Eu era o Brasil, visto que o outro brasileiro, conforme mencionado, era radicado nos EUA desde a infância e assitir uma palestra com dicas de Inglês para estrangeiros era perda de tempo.


— Oi


— Fala thinked.


— fin-que-di


— Viu, haha, brasileiros não conseguem falar o -th e nem o -ed.


Era incrível! Ela fez isso com todos os gringos desavisados da sala. Para efeitos de esclarecimento, o -th necessita de uma liguinha entre os dentes, e o -ed exige que se engula o E, quase como um soluço no meio da palavra. Fato é: essas estripulias com a boca são de imensa dificuldade para nós, brasileiros.


No entanto, existia uma conversa recorrente ainda mais prazerosa que os sotaques carregados: o gênero das coisas. Esta se dava entre os que falavam as línguas latinas, e os que tinham inglês como língua mãe. Talvez você saiba, talvez não, mas para o Inglês (o idioma e o indivíduo), a porta não é A porta, assim como o martelo não é O martelo. Para os objetos não se usam pronomes masculinos ou femininos, e o próprio conceito de que a porta seja umA porta, portanto mulher no universo linguístico, deixa o norte-americano atordoado.

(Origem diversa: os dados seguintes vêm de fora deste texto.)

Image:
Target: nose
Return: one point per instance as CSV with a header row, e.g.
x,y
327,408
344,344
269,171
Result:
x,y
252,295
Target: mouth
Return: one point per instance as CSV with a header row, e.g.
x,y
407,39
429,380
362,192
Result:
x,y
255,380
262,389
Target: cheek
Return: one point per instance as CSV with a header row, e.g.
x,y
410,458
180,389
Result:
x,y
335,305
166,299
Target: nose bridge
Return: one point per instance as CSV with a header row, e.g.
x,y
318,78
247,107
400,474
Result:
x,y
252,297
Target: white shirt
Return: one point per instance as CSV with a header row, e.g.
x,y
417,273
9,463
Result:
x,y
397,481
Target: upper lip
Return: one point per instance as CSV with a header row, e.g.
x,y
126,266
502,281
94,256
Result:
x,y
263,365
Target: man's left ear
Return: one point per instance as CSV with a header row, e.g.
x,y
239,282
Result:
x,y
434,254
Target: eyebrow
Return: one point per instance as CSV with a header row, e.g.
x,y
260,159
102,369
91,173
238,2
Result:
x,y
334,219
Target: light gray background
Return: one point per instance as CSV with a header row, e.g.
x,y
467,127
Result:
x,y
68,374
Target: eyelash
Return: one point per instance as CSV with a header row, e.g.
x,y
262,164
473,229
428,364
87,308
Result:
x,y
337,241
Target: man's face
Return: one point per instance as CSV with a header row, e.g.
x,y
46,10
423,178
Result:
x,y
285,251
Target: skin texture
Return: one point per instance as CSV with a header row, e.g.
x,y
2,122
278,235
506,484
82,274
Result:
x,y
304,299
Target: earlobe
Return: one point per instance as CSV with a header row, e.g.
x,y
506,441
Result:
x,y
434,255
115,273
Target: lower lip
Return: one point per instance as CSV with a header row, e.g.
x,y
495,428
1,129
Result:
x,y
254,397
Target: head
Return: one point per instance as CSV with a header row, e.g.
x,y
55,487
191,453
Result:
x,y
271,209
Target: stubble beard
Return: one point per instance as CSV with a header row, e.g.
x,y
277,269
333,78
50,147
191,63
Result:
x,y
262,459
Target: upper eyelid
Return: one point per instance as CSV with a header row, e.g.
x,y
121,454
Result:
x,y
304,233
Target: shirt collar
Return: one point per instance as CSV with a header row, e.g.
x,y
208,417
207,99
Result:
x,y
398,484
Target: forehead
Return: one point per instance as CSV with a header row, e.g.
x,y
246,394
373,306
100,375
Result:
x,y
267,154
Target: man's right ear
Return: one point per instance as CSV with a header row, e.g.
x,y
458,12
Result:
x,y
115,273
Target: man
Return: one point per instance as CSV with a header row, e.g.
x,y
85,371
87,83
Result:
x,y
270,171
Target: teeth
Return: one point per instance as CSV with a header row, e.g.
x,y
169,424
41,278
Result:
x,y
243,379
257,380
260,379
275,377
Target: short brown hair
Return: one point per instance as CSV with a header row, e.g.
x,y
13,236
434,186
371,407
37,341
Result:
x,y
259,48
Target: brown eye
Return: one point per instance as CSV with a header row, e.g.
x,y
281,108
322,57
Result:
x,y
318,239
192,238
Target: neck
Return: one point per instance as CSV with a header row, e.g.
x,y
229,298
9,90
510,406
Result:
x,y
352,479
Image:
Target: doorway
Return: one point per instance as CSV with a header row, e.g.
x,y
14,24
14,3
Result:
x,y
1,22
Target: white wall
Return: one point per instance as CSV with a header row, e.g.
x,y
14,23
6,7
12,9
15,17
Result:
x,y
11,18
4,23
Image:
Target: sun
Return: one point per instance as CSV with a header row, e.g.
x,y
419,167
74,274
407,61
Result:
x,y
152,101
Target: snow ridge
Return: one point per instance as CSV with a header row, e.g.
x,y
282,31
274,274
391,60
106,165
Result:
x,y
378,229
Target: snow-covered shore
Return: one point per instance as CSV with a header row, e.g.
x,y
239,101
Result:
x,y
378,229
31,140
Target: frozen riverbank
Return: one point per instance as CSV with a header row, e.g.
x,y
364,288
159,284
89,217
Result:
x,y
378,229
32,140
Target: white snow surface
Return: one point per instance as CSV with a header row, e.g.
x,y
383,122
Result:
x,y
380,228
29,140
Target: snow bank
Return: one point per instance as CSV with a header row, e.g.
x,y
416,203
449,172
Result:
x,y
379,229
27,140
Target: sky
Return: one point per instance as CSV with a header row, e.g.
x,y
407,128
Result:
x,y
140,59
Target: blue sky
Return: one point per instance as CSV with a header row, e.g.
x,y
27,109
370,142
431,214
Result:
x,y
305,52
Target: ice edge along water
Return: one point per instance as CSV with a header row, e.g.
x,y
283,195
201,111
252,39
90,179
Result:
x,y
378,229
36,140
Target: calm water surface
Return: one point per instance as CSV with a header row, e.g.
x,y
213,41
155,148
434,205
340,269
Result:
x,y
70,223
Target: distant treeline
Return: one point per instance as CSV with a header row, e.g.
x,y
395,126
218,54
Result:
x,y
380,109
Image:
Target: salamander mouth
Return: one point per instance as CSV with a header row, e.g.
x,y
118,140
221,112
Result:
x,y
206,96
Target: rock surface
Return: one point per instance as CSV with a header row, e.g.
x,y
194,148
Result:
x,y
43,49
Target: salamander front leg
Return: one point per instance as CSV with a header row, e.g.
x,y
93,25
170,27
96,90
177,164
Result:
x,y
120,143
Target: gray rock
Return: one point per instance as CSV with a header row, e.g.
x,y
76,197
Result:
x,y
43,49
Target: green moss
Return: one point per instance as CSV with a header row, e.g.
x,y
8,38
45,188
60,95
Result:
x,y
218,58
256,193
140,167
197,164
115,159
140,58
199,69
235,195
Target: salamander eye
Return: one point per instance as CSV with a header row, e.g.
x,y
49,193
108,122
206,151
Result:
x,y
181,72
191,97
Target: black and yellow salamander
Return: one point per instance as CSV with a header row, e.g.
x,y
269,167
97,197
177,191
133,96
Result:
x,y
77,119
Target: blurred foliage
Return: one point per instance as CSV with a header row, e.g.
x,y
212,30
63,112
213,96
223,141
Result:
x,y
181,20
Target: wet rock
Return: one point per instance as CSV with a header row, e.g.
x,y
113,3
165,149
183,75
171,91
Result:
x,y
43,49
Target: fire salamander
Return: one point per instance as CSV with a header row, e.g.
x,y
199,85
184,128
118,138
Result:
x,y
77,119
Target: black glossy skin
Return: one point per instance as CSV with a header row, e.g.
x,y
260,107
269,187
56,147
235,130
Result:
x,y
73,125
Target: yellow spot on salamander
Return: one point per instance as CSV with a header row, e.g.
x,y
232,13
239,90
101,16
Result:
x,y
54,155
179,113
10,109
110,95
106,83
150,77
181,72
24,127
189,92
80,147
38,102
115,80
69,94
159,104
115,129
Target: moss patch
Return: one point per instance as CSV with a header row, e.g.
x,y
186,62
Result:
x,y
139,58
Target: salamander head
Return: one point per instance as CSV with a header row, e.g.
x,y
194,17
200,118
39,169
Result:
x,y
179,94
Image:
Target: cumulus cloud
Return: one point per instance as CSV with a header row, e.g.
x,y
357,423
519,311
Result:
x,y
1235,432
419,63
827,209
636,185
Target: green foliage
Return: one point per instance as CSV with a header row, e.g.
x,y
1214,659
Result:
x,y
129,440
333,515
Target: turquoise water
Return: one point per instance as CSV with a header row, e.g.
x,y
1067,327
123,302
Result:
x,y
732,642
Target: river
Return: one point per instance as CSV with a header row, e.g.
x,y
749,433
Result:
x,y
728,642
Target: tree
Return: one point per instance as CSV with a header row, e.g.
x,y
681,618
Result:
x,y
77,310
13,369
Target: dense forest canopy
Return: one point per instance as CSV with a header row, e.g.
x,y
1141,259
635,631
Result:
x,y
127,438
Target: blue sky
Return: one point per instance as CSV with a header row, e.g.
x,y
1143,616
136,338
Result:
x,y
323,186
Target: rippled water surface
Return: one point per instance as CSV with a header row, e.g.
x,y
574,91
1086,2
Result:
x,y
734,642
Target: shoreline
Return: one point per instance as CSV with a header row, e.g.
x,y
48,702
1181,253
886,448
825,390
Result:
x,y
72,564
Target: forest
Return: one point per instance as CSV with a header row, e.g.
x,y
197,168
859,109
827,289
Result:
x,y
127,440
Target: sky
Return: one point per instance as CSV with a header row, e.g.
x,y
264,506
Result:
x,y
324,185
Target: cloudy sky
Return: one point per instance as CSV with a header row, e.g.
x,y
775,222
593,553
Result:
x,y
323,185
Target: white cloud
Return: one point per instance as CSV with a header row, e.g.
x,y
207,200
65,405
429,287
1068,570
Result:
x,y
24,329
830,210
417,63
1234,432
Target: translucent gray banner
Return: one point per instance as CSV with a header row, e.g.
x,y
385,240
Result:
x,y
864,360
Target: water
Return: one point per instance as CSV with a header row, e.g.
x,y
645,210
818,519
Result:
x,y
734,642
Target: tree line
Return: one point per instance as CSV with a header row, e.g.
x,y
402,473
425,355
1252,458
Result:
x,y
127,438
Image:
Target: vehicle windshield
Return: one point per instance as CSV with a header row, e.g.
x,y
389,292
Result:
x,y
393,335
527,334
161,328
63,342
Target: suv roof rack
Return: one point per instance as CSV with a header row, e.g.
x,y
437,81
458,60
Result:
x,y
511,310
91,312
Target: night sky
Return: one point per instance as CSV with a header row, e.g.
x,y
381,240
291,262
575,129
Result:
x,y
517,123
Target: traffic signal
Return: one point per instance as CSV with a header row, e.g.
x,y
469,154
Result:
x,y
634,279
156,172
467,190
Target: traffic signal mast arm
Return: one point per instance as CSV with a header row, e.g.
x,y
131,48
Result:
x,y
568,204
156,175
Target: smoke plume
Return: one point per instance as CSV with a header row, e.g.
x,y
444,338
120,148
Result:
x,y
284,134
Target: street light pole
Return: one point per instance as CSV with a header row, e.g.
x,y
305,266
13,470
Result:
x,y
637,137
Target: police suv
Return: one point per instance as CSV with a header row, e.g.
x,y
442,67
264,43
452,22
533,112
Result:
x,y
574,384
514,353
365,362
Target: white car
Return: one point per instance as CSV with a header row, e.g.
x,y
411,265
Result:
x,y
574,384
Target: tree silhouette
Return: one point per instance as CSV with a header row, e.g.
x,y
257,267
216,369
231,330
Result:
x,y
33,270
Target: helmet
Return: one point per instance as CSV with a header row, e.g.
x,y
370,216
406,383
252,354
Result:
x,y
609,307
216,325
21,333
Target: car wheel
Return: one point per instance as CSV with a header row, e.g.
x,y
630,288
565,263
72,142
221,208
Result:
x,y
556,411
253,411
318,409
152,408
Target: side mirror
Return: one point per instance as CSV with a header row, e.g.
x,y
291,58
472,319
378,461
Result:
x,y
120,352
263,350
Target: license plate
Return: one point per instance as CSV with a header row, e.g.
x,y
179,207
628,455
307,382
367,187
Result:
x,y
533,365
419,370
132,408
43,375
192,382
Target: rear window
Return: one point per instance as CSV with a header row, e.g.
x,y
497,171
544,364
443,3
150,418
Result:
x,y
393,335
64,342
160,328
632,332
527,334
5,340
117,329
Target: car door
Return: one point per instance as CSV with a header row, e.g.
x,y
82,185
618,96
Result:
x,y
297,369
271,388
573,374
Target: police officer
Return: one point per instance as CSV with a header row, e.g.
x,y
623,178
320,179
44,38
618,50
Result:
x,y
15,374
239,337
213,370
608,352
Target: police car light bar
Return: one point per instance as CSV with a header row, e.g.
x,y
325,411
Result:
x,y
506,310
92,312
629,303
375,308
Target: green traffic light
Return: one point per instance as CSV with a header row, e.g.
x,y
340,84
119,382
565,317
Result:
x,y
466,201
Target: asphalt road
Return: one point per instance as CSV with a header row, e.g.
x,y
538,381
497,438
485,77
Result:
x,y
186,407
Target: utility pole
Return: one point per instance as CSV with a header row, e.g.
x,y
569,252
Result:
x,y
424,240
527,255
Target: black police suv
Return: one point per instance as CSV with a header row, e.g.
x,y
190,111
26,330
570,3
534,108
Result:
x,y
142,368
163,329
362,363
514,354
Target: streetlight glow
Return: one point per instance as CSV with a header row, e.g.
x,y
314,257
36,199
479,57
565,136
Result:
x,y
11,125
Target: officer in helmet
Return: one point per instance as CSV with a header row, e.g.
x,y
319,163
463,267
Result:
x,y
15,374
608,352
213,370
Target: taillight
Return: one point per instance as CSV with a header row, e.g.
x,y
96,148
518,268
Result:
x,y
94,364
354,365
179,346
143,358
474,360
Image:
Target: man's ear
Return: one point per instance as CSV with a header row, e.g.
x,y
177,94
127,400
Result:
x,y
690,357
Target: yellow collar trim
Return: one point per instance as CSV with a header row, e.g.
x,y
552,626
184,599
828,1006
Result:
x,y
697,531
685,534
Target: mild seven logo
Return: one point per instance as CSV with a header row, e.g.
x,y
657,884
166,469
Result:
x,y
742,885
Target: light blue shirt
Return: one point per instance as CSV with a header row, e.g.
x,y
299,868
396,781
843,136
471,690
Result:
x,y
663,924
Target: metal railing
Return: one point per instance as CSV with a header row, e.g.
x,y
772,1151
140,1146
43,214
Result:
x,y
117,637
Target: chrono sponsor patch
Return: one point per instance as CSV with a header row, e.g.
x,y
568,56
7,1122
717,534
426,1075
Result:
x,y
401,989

Para nós, pouco se pensa, pois aprendemos desde cedo que a mesa é A mesa, logo, mulher. O corredor, seja longo ou estreito, é O corredor, logo, homem. Para deleite ou indignação dos saxões, esta conversa poderia durar horas.


— E isso?

— Isso chama copo, O copo. É homem.


— Impossível, há de ser mulher!


— Não, o copo é homem, sempre foi.


Por essas memórias tenho muito carinho, mas elas também me intrigam. A discussão está viva, o ano é 2021, poderia o copo ressignificar-se? Afinal, não é o gênero uma construção social? Como poderia o copo, entre os seus, protagonizar sua luta?


Antes, é importante ressaltar que esta é uma família vasta. Há homens, como os copos, e mulheres, como as taças. Além disso, não faltam variações destes recipientes. No almoço de família, haveria de ser o Copo Retrátil, aquele que se usa na praia para evitar descartáveis e está na moda entre os ambientalistas, a iniciar a discussão. O Copo Retrátil é um jovem adulto, antenado, e a fluidez de gênero é algo com que ele se identifica — no caso, elx, ou elu, se identifica. Quem foi que enquadrou os copos em tamanha restrição pronominal? O tópico é quente.


Para o Tio Copo Americano, a discussão pouco importa, o que é de se esperar de quem recebe café, cerveja e cachaça com o mesmo entusiasmo. Já a Canecona de Chopada, prima e fã de sertanejo, acha isso uma palhaçada, pois o primeiro copo foi Adão, e a primeira taça foi Eva, e nada de fluido existe nessa história.


A Tia Taça de Vinho, terrivelmente conservadora, com detalhes em sua lateral e uma bolota de vidro no pé, engrossa o coro da Canecona de Chopada: essa discussão é um absurdo, e o pior, estão ensinando esta baboseira nas escolas.


Os sobrinhos, Copinhos de Shot, tentam explicar que o mundo mudou, é preciso ter respeito, e na escola deles nunca se falou sobre gênero fluido — apesar da diretora, uma garrafa térmica moderna, ter introduzido aulas de educação sexual.


Tia Taça de Martini, já um pouco embriagada, defende que está tudo bem, é coisa da juventude repensar as coisas, e na época dela tudo era muito liberal, tendo ela mesma se relacionado tanto com xícaras delicadas quanto com os copões de uísque bem machos da Tijuca. Enquanto Tia Taça de Martini falava, primo Copo de Requeijão deixou o recinto, esbravejando que não aguenta mais discussão política e que o mundo está muito polarizado.


A matriarca Jarra e o patriarca Bule apenas observam. Sabem que essas discussões vão e vem na família, como daquela vez que a Tulipa de Chopp, neta mais nova, namorou o Copo de Barro, colega da faculdade de ciências sociais e filho da Dona Moringa.